A nifty little equation of pain pills and insomnia with a tequila chaser was the perfect recipe for my unintended physics lesson involving my Audi and a big ass tree. The same Audi that had been gifted to me for my birthday a few months earlier by my mom and stepdad. That hadn’t been the first or even fifth time that they had to deal with the disastrous effects of my…condition.
In exchange for them keeping Dad in the dark about the incident, I moved back to Austin quickly and quietly with the promise that I’d start taking my medication again after the doctor they forced on me upped my dosage for the third time.
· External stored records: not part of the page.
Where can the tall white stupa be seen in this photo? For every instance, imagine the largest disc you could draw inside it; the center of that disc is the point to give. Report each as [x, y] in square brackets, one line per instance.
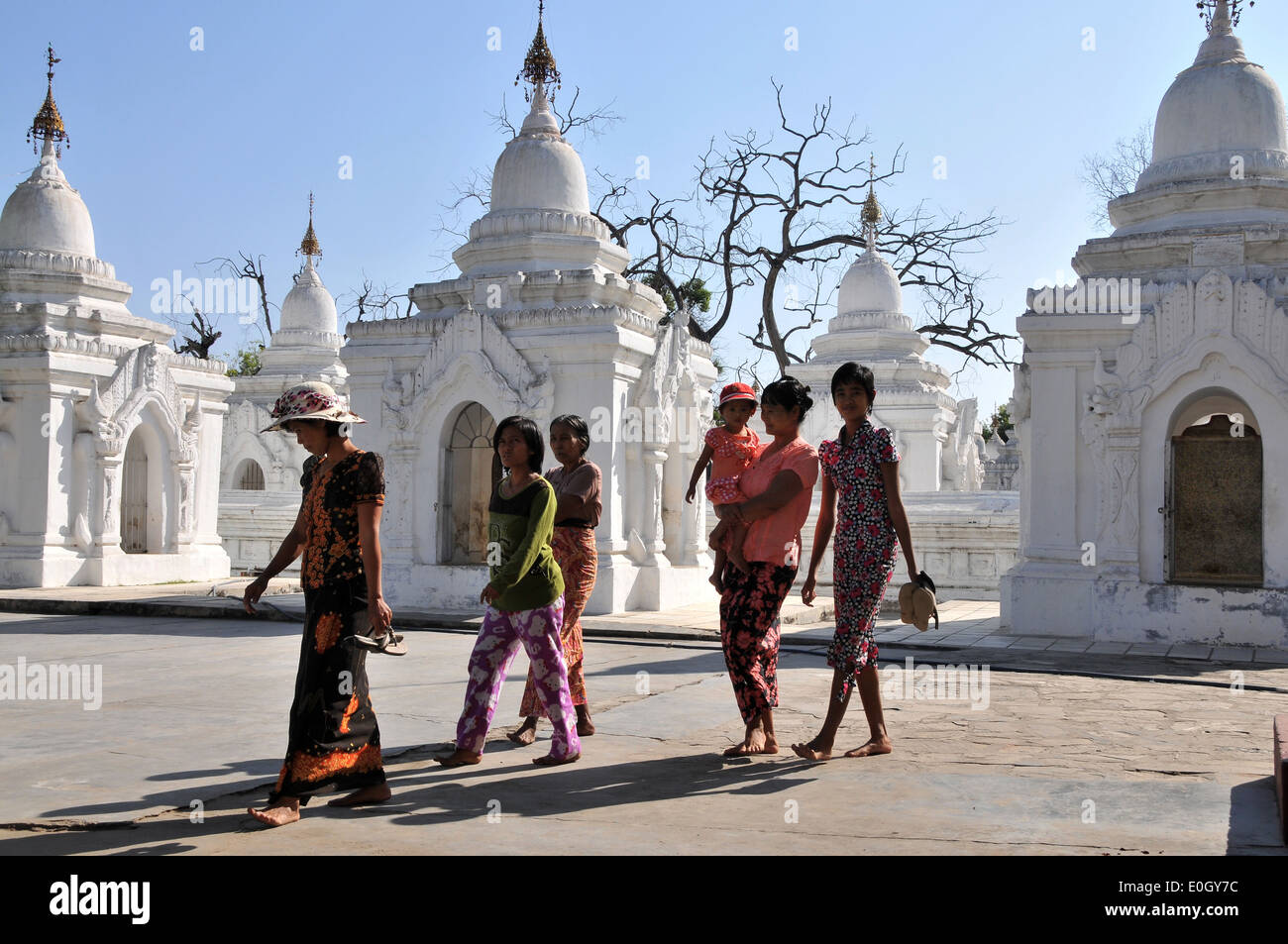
[962, 536]
[261, 475]
[108, 441]
[540, 322]
[1151, 415]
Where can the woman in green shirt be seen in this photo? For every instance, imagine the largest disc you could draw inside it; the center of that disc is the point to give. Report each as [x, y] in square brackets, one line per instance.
[524, 597]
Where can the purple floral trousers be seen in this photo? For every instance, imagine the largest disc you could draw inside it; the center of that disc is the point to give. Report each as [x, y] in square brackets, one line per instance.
[500, 638]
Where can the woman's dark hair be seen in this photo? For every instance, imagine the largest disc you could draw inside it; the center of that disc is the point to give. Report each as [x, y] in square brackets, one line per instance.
[330, 426]
[789, 391]
[580, 430]
[531, 436]
[853, 372]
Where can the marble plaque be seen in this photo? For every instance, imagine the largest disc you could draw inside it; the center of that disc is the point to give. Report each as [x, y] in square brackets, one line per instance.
[1218, 250]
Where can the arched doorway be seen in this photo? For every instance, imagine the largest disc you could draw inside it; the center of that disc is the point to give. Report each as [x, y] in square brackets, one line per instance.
[1215, 502]
[134, 497]
[249, 476]
[471, 472]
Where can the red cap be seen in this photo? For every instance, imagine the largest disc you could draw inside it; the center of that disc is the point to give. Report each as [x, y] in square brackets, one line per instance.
[737, 391]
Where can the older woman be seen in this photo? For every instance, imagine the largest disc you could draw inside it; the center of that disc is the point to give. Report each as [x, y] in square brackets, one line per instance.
[778, 485]
[334, 738]
[578, 492]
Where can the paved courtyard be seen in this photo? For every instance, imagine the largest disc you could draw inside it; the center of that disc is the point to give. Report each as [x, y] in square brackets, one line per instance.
[193, 719]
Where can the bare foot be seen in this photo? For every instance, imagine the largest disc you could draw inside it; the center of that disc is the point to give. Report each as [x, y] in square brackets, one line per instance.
[814, 750]
[874, 746]
[755, 742]
[526, 733]
[552, 762]
[375, 793]
[460, 759]
[281, 814]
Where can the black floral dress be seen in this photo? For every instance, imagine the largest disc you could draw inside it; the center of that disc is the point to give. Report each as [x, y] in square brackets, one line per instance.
[334, 737]
[866, 545]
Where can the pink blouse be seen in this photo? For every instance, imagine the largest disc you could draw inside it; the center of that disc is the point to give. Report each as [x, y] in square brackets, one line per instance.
[777, 539]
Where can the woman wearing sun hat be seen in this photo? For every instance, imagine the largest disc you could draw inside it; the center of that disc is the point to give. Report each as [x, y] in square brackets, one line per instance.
[334, 738]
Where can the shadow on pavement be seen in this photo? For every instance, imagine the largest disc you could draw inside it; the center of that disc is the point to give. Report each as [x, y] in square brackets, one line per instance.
[428, 794]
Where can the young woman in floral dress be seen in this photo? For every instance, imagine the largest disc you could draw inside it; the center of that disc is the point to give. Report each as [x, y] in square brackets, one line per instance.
[861, 497]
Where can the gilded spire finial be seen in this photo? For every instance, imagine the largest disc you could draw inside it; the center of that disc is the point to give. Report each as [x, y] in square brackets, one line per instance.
[871, 214]
[1220, 17]
[539, 64]
[309, 245]
[50, 124]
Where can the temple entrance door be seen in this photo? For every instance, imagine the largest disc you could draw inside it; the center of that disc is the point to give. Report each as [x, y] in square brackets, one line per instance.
[1215, 489]
[134, 497]
[471, 472]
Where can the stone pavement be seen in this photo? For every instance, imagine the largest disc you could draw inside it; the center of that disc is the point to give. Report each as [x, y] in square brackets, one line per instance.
[961, 622]
[1067, 752]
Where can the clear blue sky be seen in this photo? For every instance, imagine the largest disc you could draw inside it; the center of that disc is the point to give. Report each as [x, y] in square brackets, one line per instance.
[185, 155]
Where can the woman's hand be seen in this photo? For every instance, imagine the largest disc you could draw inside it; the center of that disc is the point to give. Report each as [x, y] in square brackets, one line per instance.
[254, 590]
[381, 617]
[807, 594]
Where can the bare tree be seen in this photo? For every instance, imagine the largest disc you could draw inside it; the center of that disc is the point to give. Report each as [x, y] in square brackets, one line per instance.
[767, 211]
[373, 299]
[253, 268]
[1112, 175]
[205, 338]
[764, 213]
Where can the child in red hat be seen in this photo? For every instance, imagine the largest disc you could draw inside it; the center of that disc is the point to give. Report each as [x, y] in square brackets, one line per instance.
[733, 447]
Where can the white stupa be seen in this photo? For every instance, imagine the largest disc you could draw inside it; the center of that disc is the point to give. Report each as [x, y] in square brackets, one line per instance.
[1171, 377]
[962, 536]
[911, 393]
[540, 322]
[261, 474]
[108, 439]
They’d recruited Dad in their scheme to keep me “on track”which meant counted pills and a supervised living situation until I had proven I was back in control of myself.
It didn’t make a difference that I told them repeatedly I hated how the meds made me feel and that they didn’t really help. They didn’t give me control, they stole it from me. I loathed the side effects. Being on them, I was muted and dull to the point I didn’t recognize myself.
Shit, maybe that was a good thing. Who I had become wasn’t enough to keep people from leaving me. In some ways, I was thankful I had been the one to leave Dawson before he could do it himself. And I had no doubt in my mind he would have.
Dawson was better off without me. Once he understood the reality I lived with, he’d only see me as a sickness that couldn’t be cured.
I shookout the small pink pill onto my palm, despising the sight of it. It was a fickle friend who left me with as many problems as it solved. I dropped it in the toilet and flushed it down, instantly breathing a little easier. I hadn’t been so lucky yesterday morning when Dad had caught me with a pill in hand before he left for his flight, so down the hatch it went. I’d had half a mind to throw it back up the minute he left, but I couldn’t stand vomiting.
Two days later and I still had to remind myself that one pill wouldn’t screw me up, but I knew the dangers of messing with my meds, so I mentally scanned my body to reassure myself I was okay.
My mouth isn’t dry, my stomach is calm, my hands aren’t shaking or twitching…I’m fine. Everything is fine.